Even after quite some time, I still struggle with understanding how to create type-stable wrappers around simple functions. I’ve read the docs, I know that closures in julia use reference semantics instead of value semantics (and that Jeff regrets this choice), but I just can’t wrap my head around it.
A couple of silly examples to try and illustrate my confusion. It makes intuitive sense that the type of a global variable may change under the compiler’s nose, so we have to set it as a constant to have a type-stable closure:
f(x,y) = x+y
@code_warntype f(2,2) #Type-stable
k = 2
f_k(x) = f(x,k)
@code_warntype f_k(2) #Not type-stable
const k_const = k
f_k_const(x) = f(x,k_const)
@code_warntype f_k_const(2)#Type-stable
However, sometimes this does not seem to be enough:
using Lux, Random
C = Dense(4=>4,relu) #Simple neural network, with parameters and states
ps,st = Lux.setup(Random.default_rng(),C)
x = rand(4)
@code_warntype C(x,ps,st) #Type-stable
f(x,p) = C(x,p,st) #Don't want to think about states, give it a default value
@code_warntype f(x,ps) #Type-unstable
const st_const = st #Maybe if we make st a const, it will be type-stable?
g(x,p) = C(x,p,st_const)
@code_warntype g(x,ps) #No :(
The only way I’m able to make this work is with strong scoping by means of let
statements:
i = let C = C, st = st
(x,p) -> C(x,p,st)
end
@code_warntype i(x,ps)# Type-stable
This is a silly amount of code for such a simple task, and it’s quite burdensome to write this down every time I want to build a closure.
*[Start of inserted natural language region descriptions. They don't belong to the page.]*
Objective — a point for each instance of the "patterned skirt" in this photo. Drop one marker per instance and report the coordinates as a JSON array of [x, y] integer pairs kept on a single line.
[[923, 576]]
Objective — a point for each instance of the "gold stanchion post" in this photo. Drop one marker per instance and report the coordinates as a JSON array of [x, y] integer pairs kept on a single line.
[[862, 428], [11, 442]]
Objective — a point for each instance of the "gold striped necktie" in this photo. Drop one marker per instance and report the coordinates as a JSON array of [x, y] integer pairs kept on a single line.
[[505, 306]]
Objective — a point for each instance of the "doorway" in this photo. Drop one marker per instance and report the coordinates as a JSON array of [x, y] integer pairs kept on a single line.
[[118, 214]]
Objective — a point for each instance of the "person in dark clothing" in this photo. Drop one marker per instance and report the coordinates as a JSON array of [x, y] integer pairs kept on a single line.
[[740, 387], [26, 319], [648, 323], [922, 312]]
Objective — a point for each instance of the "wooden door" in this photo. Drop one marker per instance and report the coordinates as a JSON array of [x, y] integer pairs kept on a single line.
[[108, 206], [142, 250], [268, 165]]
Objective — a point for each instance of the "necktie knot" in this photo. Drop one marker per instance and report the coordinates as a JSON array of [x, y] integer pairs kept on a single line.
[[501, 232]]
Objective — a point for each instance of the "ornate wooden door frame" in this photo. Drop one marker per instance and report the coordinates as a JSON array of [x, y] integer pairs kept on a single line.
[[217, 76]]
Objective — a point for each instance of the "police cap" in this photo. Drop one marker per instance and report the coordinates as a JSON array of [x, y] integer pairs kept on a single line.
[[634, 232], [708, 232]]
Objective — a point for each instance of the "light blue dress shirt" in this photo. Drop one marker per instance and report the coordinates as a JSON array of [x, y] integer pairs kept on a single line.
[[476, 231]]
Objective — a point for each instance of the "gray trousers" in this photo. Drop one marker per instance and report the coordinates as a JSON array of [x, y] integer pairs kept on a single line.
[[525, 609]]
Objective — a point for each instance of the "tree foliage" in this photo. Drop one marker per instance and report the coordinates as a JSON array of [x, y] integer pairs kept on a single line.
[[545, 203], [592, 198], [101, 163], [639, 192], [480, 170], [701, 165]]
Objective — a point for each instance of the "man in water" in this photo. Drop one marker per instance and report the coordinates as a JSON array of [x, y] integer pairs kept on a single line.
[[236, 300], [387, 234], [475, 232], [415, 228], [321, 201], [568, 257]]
Can anyone share a mental model that explains how these things work? It’s been hard for me to “think like a compiler”.
As far as I can tell, the let statements kind of enforce value semantics by means of copies, which is what I want basically 100% of the time. Can’t I achieve the same thing without the boilerplate?
Any insights would be highly appreciated.